The book contains parallel histories of the various European countries and tries to provide an understanding of those individuals who had to make the choices between war and peace. Their strengths and weaknesses, their loves, hatreds and biases are all explored. The book describes the world they lived in and its assumptions including what people of the time had learned from previous crises.

Ironically, the long stretch of 100 years between the Napoleonic Wars to WWI of relative peace (Franco-Prussian War, Austro-Prussian War, 1st and 2nd Balkan Wars were all over within a couple months) and the fact the previous conflicts had been resolved through negotiations led to a complacent assumption that the next conflict would be solved without war. Hidden under this complacency were dissatisfactions regarding the compromises that had come from the negotiations that had settled previous crises.

"What was dangerous for the future was that each of Austria-Hungary and Russia was left thinking that threats might work again. Or, and this was equally dangerous, they decided that next time they would not back down." (p.499)

Thus when the assassination in Sarajevo occurred and Austria made impossible demands of Serbia in retaliation, nobody was inclined to back down. The multiple alliances that had developed over the years complicated matters.

"By 1914 the alliances, rather than acting as brakes on their members, were too often pushing the accelerators. (p. 531)"

The following are some of my observations about the history described by this book:

Kaiser Wilhelm II was not a pleasant person to be around. He was loud, impulsive and had a juvenile sense of humor. He selected his advisers and top government positions, and I believe they reflected his personality. I believe this partly explains why German foreign policies tended to be aggressive and confrontational.

All the European countries at the time seemed to think that the rest of the world was made for them to colonize. Since Germany was late to form as a united country they felt like they hadn't gotten their share. This also contributed to German aggressiveness in foreign affairs.

It is no coincidence that the war began in the same year that work on widening the Kiel Canal was finished. The widening of the canal allowed the passage of Dreadnought-sized battleships to travel from the Baltic Sea to the North Sea without having to go around Denmark. Prior to completion of the project Germany had the mind set that they weren't ready for war. Thus the completion in 1914 may have contributed to Germany giving Austria-Hungary the green light in their confrontation with Serbia. In earlier confrontations (i.e. First and Second Balkan Wars) Germany had encouraged Austria-Hungary to compromise.

Early in the mobilization Kaiser Wilhelm asked if Germany could mobilize for war against Russia only and not toward France.
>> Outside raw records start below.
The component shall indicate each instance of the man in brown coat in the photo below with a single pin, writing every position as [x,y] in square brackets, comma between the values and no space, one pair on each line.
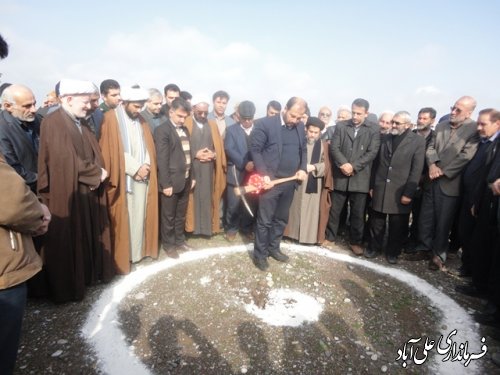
[76,250]
[209,171]
[21,217]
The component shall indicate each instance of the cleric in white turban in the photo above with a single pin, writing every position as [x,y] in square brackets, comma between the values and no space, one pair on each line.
[129,155]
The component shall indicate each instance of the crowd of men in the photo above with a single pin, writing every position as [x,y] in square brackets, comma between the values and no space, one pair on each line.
[120,180]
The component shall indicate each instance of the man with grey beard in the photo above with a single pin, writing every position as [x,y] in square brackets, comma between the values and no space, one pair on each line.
[396,173]
[20,132]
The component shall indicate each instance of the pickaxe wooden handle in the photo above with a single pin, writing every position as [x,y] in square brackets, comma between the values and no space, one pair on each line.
[251,188]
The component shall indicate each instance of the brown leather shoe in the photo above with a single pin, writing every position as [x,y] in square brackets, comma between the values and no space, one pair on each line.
[330,245]
[184,247]
[171,252]
[356,249]
[230,236]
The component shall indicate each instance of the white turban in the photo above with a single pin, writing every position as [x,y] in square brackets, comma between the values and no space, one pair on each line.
[134,94]
[198,99]
[76,87]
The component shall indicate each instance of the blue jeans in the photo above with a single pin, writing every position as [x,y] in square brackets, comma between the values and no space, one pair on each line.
[12,303]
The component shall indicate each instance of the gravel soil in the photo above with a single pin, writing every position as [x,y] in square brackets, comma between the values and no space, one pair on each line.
[194,319]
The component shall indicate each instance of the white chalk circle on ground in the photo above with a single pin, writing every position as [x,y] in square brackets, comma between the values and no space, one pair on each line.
[102,328]
[286,307]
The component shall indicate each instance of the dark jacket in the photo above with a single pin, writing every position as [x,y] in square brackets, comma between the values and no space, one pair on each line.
[237,154]
[19,147]
[452,154]
[397,173]
[266,146]
[359,151]
[170,157]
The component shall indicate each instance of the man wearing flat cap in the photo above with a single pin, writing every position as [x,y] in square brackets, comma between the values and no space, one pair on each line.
[209,171]
[239,166]
[130,157]
[77,249]
[310,205]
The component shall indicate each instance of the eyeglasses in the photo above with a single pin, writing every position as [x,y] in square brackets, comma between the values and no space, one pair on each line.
[398,123]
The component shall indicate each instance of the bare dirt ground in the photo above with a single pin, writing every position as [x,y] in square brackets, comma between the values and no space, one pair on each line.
[191,319]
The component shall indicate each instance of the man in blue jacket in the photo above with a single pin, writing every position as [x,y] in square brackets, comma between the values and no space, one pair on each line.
[278,149]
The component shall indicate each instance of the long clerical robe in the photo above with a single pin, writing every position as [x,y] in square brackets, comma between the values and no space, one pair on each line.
[76,250]
[304,222]
[210,180]
[133,206]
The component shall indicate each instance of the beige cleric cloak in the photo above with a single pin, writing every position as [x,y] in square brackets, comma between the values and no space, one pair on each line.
[219,178]
[114,161]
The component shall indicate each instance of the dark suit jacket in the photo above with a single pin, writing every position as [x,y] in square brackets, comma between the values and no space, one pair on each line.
[97,117]
[170,157]
[397,173]
[452,154]
[18,149]
[237,154]
[359,151]
[266,146]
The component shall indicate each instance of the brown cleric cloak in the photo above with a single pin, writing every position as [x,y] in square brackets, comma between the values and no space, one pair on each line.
[76,250]
[114,161]
[219,178]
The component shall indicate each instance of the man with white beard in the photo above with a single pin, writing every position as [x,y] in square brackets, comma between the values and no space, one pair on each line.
[396,173]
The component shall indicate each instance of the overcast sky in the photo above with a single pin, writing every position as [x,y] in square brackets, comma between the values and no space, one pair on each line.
[399,55]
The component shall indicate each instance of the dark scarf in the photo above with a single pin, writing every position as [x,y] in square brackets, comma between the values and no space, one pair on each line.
[312,182]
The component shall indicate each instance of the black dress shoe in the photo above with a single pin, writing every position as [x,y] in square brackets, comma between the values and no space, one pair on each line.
[370,253]
[392,259]
[261,263]
[471,291]
[171,252]
[461,272]
[184,247]
[279,256]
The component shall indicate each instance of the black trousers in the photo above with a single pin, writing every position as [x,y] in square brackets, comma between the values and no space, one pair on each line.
[436,219]
[398,232]
[173,216]
[466,227]
[357,202]
[272,218]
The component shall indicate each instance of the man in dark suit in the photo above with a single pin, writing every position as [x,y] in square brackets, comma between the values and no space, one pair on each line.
[278,149]
[239,165]
[425,120]
[451,149]
[395,177]
[354,146]
[20,132]
[174,158]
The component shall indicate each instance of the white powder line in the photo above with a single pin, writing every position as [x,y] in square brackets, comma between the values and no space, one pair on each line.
[102,328]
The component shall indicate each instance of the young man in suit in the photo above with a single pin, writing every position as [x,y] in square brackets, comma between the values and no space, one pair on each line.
[173,153]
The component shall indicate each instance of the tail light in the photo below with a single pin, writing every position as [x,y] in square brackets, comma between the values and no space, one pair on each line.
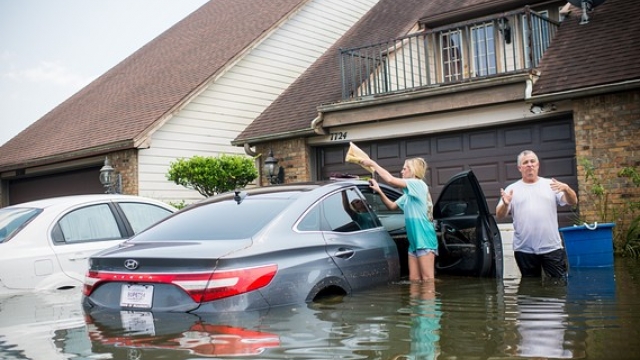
[201,287]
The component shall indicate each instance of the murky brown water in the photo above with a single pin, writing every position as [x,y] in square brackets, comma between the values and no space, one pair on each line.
[595,316]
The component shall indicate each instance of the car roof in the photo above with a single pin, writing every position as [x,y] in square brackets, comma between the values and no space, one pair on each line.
[284,190]
[87,198]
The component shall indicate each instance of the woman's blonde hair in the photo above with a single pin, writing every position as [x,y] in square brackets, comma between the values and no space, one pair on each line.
[418,166]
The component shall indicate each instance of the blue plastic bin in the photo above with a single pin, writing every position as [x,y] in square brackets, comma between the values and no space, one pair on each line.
[589,245]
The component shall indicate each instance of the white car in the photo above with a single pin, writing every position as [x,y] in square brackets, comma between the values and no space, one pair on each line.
[45,244]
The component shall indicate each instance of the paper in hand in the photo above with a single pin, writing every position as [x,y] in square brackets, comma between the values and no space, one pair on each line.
[355,155]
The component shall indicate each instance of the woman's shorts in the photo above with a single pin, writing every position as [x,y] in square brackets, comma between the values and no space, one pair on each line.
[422,252]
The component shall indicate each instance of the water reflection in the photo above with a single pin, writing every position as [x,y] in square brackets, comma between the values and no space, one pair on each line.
[182,333]
[425,321]
[595,315]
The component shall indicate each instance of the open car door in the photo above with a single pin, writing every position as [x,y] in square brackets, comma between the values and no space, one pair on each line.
[469,241]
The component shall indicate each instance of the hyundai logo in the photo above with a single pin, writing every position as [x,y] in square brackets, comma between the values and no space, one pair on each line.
[131,264]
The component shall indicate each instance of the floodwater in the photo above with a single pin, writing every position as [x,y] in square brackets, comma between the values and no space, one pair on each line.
[596,315]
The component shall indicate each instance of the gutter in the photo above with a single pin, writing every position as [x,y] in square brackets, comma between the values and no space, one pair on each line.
[73,155]
[316,125]
[248,142]
[582,92]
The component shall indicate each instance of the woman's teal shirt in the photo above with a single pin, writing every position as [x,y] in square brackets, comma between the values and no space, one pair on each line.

He was told by General Moltke that the Schlieffen Plan called for mobilization against both Russia and France and it couldn't be changed. He said mobilization against only Russia would cause widespread chaos. He was probably correct.

All the military schools prior to the war seemed to have stressed the doctrine of the offensive in the execution of war. It's ironic that the early 20th century is the one time in history when defensive weapons were relative superior to the offensive tools of war. Machine guns and repeating rifles were effective when used in defense of fixed positions whereas offensive weapons such as tanks, armored personnel carriers, trucks, and attack airplanes were in their infancy. Industrialization had developed the railroads which enabled quick mobilization soldiers. But once they were near the front they needed to use their legs. The result was a defensive war where the trenches hardly moved during its four year duration.

This book does a good job of describing a time in history which is not widely understood today. This year we're observing the centennial of the war's beginning, so it deserves to be understood a little better. The following is what the book has to say about the cause of the war.

"The Great War was not produced by a single cause but by a combination and, in the end, human decisions."

In other words, it's complicated. This is a long book (32 hours in audio format) and once again shows that the more one learns about history the less clear cut become the reasons for directions taken.